Ponad 1,7 tys. osób zarejestrowało się na listach startowych 31. Barbórkowego Biegu o Lampkę Górniczą. Na mecie jak zwykle bezkonkurencyjni byli zawodnicy z Kenii, wygrywając biegi główne w kategorii kobiet i mężczyzn.
Mimo mżawki na stadionie przy Regionalnym Centrum Sportowym (RCS Lubin) zebrały się tłumy zawodników i kibiców. Punktualnie o godz. 11 wystartował bieg główny. 10-kilometrowa wiodła ulicami: Odrodzenia, Sikorskiego, Budziszyńską, Gen. Maczka, Hutniczą, Kaczyńskiego, Niepodległości, Mieszka I, Wrocławską, Paderewskiego, Sikorskiego i znowu Odrodzenia.
Na starcie oprócz zawodników z naszego regionu pojawili się goście z innych województw. Nie zabrakło obcokrajowców. Przyjechali m. in. z Kenii, Ukrainy i Białorusi. Licznie były reprezentowane zakłady pracy. Na starcie było też wiele kilkupokoleniowych rodzin.

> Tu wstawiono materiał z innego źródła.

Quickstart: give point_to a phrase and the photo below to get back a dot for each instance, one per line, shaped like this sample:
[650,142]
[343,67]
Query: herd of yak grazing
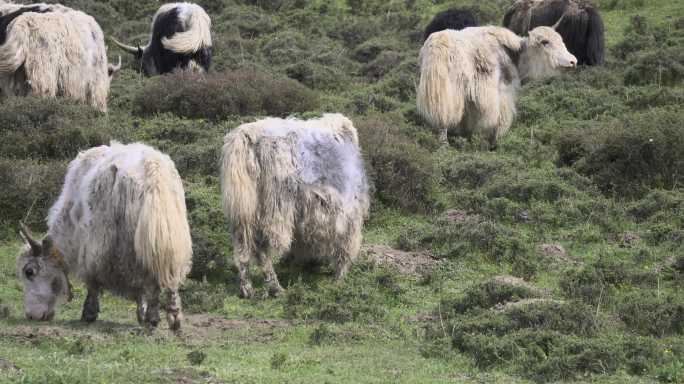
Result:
[294,188]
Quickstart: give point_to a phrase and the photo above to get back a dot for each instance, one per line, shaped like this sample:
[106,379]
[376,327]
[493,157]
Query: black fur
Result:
[582,32]
[450,19]
[165,61]
[8,18]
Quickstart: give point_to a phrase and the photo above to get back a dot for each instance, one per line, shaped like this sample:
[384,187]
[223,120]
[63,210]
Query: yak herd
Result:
[291,188]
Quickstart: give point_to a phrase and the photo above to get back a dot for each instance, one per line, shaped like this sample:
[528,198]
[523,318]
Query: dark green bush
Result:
[661,67]
[628,157]
[650,314]
[29,188]
[49,128]
[403,173]
[218,96]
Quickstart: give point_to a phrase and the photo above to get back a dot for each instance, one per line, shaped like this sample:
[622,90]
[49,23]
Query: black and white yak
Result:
[453,18]
[581,26]
[296,186]
[119,225]
[49,50]
[180,39]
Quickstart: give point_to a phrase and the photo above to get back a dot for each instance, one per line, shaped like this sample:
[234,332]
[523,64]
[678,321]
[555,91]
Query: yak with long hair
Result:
[581,26]
[120,225]
[49,50]
[180,39]
[294,186]
[453,18]
[469,78]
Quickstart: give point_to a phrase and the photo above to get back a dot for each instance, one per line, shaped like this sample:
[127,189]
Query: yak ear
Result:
[36,247]
[558,23]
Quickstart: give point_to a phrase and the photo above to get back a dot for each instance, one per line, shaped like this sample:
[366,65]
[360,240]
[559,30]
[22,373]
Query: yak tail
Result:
[595,38]
[436,97]
[162,238]
[196,37]
[239,170]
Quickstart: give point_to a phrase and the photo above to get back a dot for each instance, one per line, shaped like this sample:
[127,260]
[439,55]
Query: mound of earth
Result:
[408,263]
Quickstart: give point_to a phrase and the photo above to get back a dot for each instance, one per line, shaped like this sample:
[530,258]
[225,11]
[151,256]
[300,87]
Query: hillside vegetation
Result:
[559,256]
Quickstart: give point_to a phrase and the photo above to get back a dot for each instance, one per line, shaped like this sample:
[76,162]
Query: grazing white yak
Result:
[119,225]
[53,51]
[469,78]
[294,185]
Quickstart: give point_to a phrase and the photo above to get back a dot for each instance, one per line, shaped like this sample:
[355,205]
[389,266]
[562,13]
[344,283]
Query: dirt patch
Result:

Ostatecznie kategorię open mężczyzn wygrał Kenijczyk Joel Mayna Mwangi z czasem 29:42. Drugi był jego krajan Kiprono Silas Too (29:55), a trzeci Mykola Jukymczuk z Ukrainy. Najlepszy Polak, Mateusz Demczyszak z WKS Śląsk zajął 5. miejsce.

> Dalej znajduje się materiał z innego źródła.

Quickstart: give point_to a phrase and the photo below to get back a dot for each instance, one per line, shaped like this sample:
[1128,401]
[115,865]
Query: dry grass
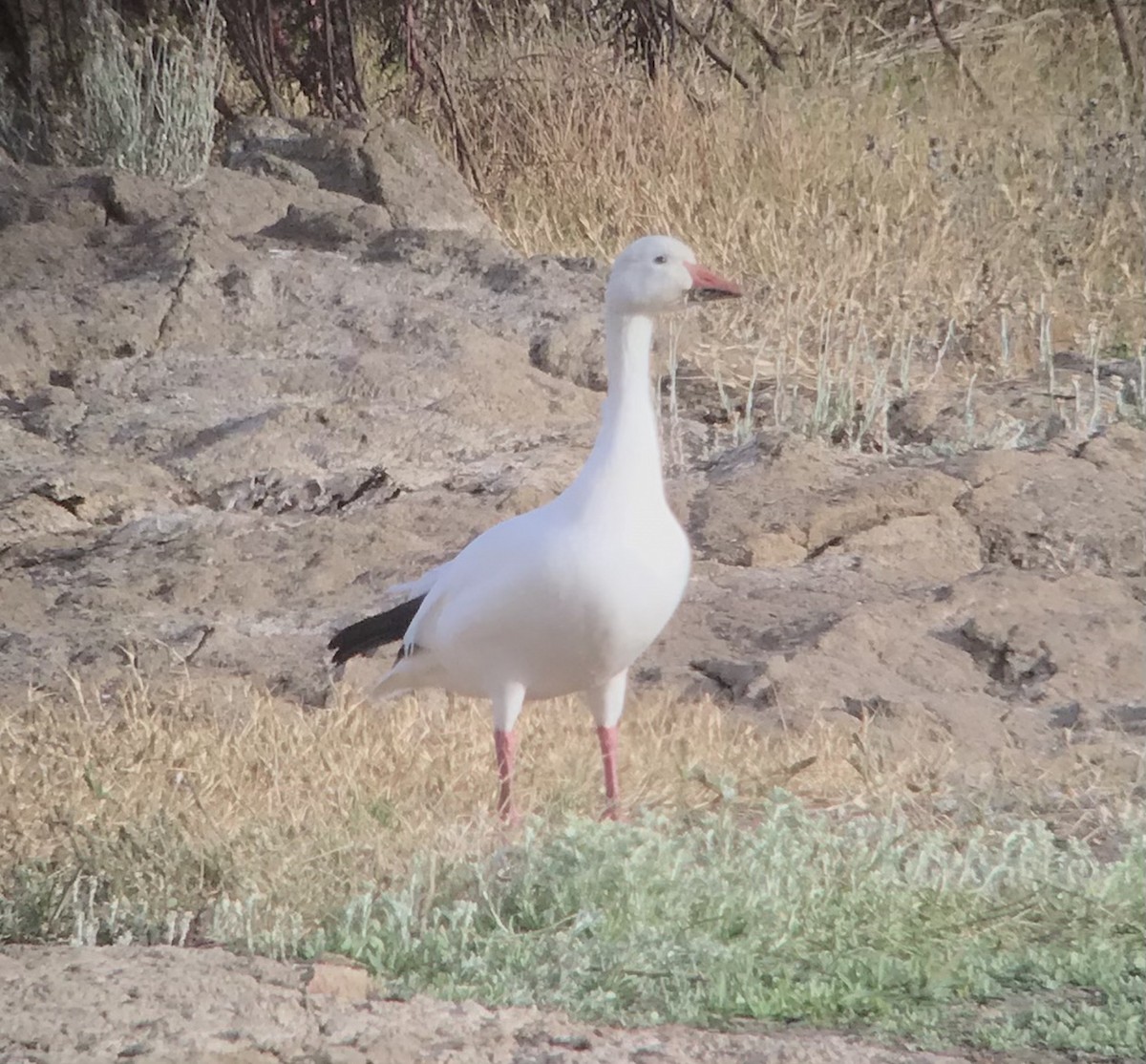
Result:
[179,797]
[882,217]
[212,789]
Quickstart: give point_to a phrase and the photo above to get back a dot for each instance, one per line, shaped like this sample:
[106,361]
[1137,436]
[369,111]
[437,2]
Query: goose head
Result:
[656,274]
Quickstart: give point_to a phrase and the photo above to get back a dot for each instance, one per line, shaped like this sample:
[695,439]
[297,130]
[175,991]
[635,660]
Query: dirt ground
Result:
[158,1003]
[229,416]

Wśród kobiet również tryumfowały Kenijki. Wygrała Agnes Chebet (34:25) przed Betty Chepleting (34:49) i Katsiaryna Ptaszuk z Ukrainy (36:01). Na 5. miejscu przybiegła Anna Ficner ze Złotoryi (37:47). Wśród górników najlepiej pobiegł Karol Winniczuk z Wilkowa, reprezentujący ZG Rudna (35:14).
W sumie zawodników sklasyfikowano w 12 kategoriach indywidualnych i zespołowych. Barbórkowy Bieg o Lampkę Górnicza należy do najstarszych masowych imprez biegowych w Polsce. Pierwotnie brali w nim udział górnicy pracujący w kopalniach miedzi.

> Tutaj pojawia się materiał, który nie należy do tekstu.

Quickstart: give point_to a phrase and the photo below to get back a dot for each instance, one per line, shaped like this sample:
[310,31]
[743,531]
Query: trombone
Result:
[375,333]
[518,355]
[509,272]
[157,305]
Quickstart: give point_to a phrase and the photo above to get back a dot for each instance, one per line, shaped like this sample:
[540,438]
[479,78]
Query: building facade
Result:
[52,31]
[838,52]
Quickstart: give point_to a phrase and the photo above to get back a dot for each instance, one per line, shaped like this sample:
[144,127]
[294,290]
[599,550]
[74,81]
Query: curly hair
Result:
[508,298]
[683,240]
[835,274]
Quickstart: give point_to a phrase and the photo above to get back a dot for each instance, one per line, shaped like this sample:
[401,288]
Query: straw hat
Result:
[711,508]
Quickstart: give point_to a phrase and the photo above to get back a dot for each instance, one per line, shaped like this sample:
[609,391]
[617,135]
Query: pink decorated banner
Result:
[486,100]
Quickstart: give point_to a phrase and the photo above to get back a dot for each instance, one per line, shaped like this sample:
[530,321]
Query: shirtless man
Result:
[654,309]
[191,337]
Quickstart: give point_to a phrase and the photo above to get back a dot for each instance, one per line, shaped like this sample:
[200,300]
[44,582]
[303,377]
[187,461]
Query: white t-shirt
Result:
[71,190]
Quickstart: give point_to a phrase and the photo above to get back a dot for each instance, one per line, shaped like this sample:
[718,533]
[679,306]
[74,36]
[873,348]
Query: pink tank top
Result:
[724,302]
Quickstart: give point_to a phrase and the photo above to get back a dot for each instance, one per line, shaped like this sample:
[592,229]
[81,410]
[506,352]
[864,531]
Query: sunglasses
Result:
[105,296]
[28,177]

Przed biegiem odbywają się imprezy towarzyszące, m.in. Bieg Sztygarski na 1 Milę, Sztafeta Dyrektorska, Sztafeta Międzyzakładowa oraz loteria fantowa dla uczniów lubińskich szkół. Organizatorem imprezy było regionalne Centrum Sportu w Lubinie.